Ces chercheurs ont ainsi conforté l’hypothèse selon laquelle nombre de ces mutations ne sont pas héréditaires mais se manifestent seulement chez les sujets affectés.

Ils ont étudié un échantillon d’environ mille familles dont un des enfants souffrait d’autisme et l’autre pas.

Une des trois études a révélé que dans ces foyers, l’enfant autiste avait quatre fois plus de risque d’avoir ces mutations génétiques spontanées que son frère ou sa soeur.

Tous ces travaux, publiés dans la revue Neuron datée du 9 juin, paraissent en outre indiquer que ces nombreuses petites variations génétiques affectent surtout la formation des synapses, essentielles pour que les neurones, les cellules nerveuses, communiquent entre elles.

« La diversité des variations génétiques implique qu’un traitement visant une forme d’autisme peut n’avoir aucun effet pour la majorité des cas« , explique le Dr Michael Wigler du Cold Spring Harbor Laboratory (New York), principal auteur d’une des études.

Ses travaux montrent pour la première fois qu‘il existe 250 à 300 endroits dans le génome humain où un nombre de variations génétiques peut provoquer une forme ou une autre d’autisme, qui affecte 1% des enfants aux Etats-Unis.

Cette recherche devrait aussi permettent de mieux comprendre pourquoi l’autisme touche quatre fois plus les garçons que les filles dès l’âge de trois ans.

« Une fois que les gènes dont les mutations sont liées à l’autisme auront été identifiés avec suffisamment de certitude, nous pourrons commencer à penser plus clairement aux problèmes spécifiques affectant chacun de ces enfants plutôt que de tenter de traiter un ensemble de troubles« , explique le Dr Matthew State de l’Université Yale (Connecticut, nord-est) qui a mené une autre de ces études.

Selon lui, « ces études représentent une avancée vers la compréhension de l’architecture génomique de l’autisme et apportent de nouvelles bases pour mettre au jour les mécanismes moléculaires et de développement neurobiologique sous-tendant ce syndrome, une étape essentielle pour concevoir et mettre au point de nouvelles approches de traitements ciblés« .
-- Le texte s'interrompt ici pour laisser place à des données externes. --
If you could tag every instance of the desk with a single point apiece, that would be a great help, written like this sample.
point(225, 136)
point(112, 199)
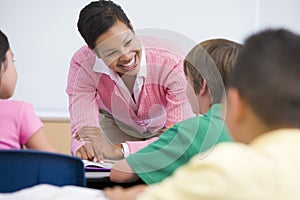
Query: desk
point(100, 180)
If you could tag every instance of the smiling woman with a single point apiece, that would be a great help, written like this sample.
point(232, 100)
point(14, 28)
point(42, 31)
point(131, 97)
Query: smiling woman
point(138, 85)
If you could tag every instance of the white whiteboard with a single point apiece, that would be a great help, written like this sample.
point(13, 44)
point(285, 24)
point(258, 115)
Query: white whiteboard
point(44, 36)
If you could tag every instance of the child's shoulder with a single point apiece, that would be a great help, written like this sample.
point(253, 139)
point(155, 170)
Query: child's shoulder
point(16, 104)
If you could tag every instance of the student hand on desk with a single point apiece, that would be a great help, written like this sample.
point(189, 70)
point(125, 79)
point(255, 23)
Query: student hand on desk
point(119, 193)
point(96, 146)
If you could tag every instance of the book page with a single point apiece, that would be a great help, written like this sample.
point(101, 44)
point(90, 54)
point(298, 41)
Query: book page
point(102, 164)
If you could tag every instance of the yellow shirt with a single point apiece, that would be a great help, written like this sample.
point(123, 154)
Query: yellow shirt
point(268, 168)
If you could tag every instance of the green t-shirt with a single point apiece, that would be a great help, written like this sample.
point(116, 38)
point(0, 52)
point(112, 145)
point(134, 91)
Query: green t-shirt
point(178, 144)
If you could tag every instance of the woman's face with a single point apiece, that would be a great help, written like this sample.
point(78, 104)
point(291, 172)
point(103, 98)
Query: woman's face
point(8, 76)
point(119, 49)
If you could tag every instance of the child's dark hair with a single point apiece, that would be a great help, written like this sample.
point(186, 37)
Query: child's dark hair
point(4, 46)
point(267, 77)
point(212, 60)
point(97, 17)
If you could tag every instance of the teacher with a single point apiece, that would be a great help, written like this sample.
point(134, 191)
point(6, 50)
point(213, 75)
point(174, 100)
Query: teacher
point(121, 87)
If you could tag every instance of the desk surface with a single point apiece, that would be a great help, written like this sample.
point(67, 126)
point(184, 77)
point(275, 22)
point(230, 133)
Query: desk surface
point(100, 180)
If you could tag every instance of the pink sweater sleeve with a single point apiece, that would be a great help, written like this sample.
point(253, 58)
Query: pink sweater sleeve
point(82, 92)
point(134, 146)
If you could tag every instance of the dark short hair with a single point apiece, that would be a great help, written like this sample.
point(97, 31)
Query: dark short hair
point(267, 76)
point(97, 17)
point(4, 46)
point(212, 60)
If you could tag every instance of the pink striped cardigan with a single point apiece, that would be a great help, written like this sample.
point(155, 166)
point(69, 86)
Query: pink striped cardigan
point(162, 101)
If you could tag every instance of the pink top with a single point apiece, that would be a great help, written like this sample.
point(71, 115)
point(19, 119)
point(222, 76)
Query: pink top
point(161, 101)
point(18, 123)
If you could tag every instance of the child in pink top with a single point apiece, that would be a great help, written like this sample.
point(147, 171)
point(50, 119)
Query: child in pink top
point(19, 126)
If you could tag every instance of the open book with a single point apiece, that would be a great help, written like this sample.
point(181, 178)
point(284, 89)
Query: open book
point(105, 164)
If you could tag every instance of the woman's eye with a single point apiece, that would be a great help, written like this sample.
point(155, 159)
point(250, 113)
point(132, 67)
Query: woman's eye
point(110, 54)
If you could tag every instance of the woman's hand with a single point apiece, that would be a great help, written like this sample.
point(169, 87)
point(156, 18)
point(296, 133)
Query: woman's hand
point(96, 146)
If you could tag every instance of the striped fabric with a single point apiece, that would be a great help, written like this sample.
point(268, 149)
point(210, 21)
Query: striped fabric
point(162, 100)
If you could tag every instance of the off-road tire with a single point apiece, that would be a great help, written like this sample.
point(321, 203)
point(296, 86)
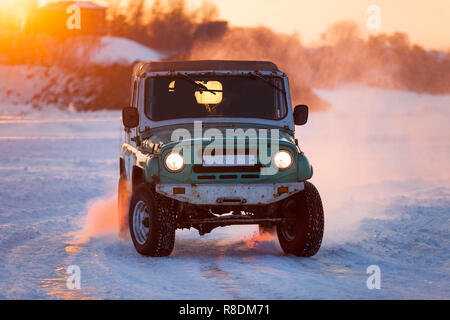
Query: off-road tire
point(123, 198)
point(304, 218)
point(264, 229)
point(161, 235)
Le Dr Dennis Vitkup de l’Université Columbia (New York), qui a dirigé la troisième recherche, estime que les analyses menées par son équipe « confortent fortement l’hypothèse selon laquelle la perturbation de la formation des synapses (…) est probablement au coeur de l’autisme« .

Une des études a aussi identifié une région du génome appelée 7q11.23 qui paraît être liée à deux troubles se manifestant par deux comportements sociaux opposés.

Des mutations qui produisent des copies supplémentaires de gènes dans cette partie du génome provoquent un autisme caractérisé par des difficultés de communication alors que la délétion (suppression) de ces mêmes gènes est liée au syndrome de Williams, un retard mental qui se manifeste aussi par des comportement très sociaux.

« Cette région du génome pourrait être la Pierre de Rosette pour l’étude du développement du cerveau jouant un rôle clé dans la socialisation« , juge Gerald Fischbach, le directeur scientifique de la fondation Simons qui a financé une des études.

La fréquence de l’autisme serait sous-estimée, a révélé en mai une étude menée en Corée du Sud et publiée lundi aux Etats-Unis, basée pour la première fois sur un échantillon représentatif de la population infantile scolarisée.

Selon cette étude, un enfant sur 38 serait atteint de ce syndrome en Corée du Sud, alors que de précédentes études menées aux Etats-Unis en dénombraient un sur 110.